CHAPTER VII

PROJECTION, VILLAIN PORTRAYALS AND CYNICISM AS WORK OF THE UNCONSCIOUS

I

Renan drew himself in his Life of Jesus, as one may see by comparing it with his Memoirs of My Youth. He projected himself upon Jesus and wrote a life of Renan instead. He portrayed in the volume his individual traits and gave his own characteristics to Jesus. His picture of Jesus is not a true one. Unconsciously he read into Jesus's life predominating features of his own personality, and also of his sister Henrietta's. He emphasised Christ's love of flowers, his indifference to the external world, his obsession with a utopian ideal and a mission in life. He found in Jesus a love for the simple and common folk, and a partiality towards women and children. He admired Jesus's exaltation of beggars and sympathised with his making poverty an object of love and desire. He saw no external affectation in Christ, who was bound only to his mission, and who was a revolutionist besides.

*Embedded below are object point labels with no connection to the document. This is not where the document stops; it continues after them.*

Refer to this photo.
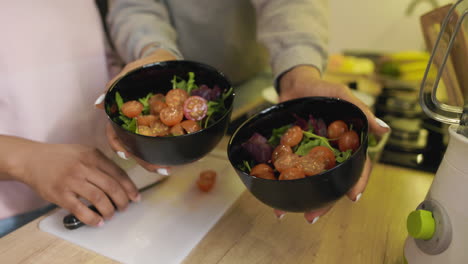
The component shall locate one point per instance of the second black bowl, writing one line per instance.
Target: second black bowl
(156, 78)
(312, 192)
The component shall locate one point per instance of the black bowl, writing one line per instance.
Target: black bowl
(156, 78)
(312, 192)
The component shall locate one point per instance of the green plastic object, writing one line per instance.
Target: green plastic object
(421, 224)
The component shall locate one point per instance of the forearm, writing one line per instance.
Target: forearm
(138, 24)
(295, 32)
(12, 149)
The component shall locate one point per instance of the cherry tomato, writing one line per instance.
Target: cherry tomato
(261, 168)
(292, 174)
(195, 108)
(280, 150)
(132, 109)
(326, 153)
(336, 129)
(171, 115)
(286, 161)
(176, 97)
(266, 175)
(113, 108)
(312, 165)
(157, 97)
(349, 140)
(146, 131)
(206, 180)
(292, 137)
(177, 130)
(146, 120)
(157, 106)
(159, 129)
(190, 126)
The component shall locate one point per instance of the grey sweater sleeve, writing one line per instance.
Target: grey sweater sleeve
(295, 32)
(131, 26)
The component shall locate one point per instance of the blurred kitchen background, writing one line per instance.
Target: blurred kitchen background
(380, 50)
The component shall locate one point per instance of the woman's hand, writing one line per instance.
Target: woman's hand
(114, 142)
(64, 173)
(304, 81)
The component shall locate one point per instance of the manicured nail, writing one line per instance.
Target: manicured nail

Jesus had only some of the qualities Renan attributed to him.

"Never did any one more loftily avow that disdain of the 'world' which is the essential thing of great things and great originality," said Renan of his Master. Thus was he describing himself unconsciously and presenting the plan of life which he, Renan, had followed.

If we read the analysis of Jesus's character and teachings in the last three chapters of the Life of Jesus and then turn to Renan's analysis of his own character in his autobiography, we shall see that the author had projected himself upon Jesus, as it were, and identified himself with the Master he worshipped. He finds in himself, he tells us in his autobiography, love of poverty, indifference to the world, devotion to his mission, affection for the common people, esteem for simplicity, contempt for success and luxury, fondness for poverty, dislike for the world of action, such as mercantile life—in short, he dwells on all the meek and lowly traits that he has, and arrogates to himself Jesus's practices, and attributes to his master idiosyncrasies of his own. In an unguarded moment he forgets his customary modesty and gives us the clue to himself in these words: "I am the only man of my time who has understood the character of Jesus and of Francis of Assissi." In this bit of self-portraiture is the whole secret of his Life of Jesus. Critics were attacking him for drawing a false picture of the founder of Christianity, but it did not dawn on them why the portrait was distorted. "Jesus has in reality ever been my master," says Renan.

How strongly Renan identified himself with and projected himself upon Jesus may be seen from the fact that the memoirs written at the age of sixty are in the same tone as the Life of Jesus, published twenty years earlier. He also tells us in the memoirs how the Life of Jesus originated. From the moment he abandoned the church, he says, with the resolution that he should still remain faithful to Jesus, the Life of Jesus was mentally written.

A few more traits that may be mentioned, which he felt he had in common with Jesus, were his aversion to incurring intimate friendships. There is reason to believe that Jesus did have friends, but Renan, who did not cultivate friendship (though he had a good friend in Berthelot), tried to persuade himself that Jesus was also like him in this regard. Again Renan deemed himself a dreamer, like Jesus, who was, however, also a man of action. Renan also saw his own effeminacy and kindliness in Jesus, who, however, vented himself of vigorous utterances.

Renan also fancied he found in Jesus his own inherent hostility to Jewish culture; his own anti-Semitism. As a matter of fact, Jesus owed much to Jewish culture, though he wanted the Jews to abandon some of their customs and to revise the Mosaic laws; the feeling among Jews was that Jesus, instead of being anti-Semitic, wished to be their leader and Messiah and King. Renan reads into Jesus his own anti-Semitism. Those who are familiar with Renan's writings are aware of the many slurring and contemptuous references he makes to the Jews. In fact, one of the paradoxes of his life is that with his liberality and gentleness, with his abandoning of all Christian dogma, he entertains a bitter feeling towards the people who gave him his ideal man, the people who originated, even by his own admission, many of Jesus's maxims. Renan states that Jesus profited immensely by the teachings of Jesus, son of Sirach, of Rabbi Hillel and of the synagogue. Renan unjustly made Jesus have his own failing, anti-Semitism.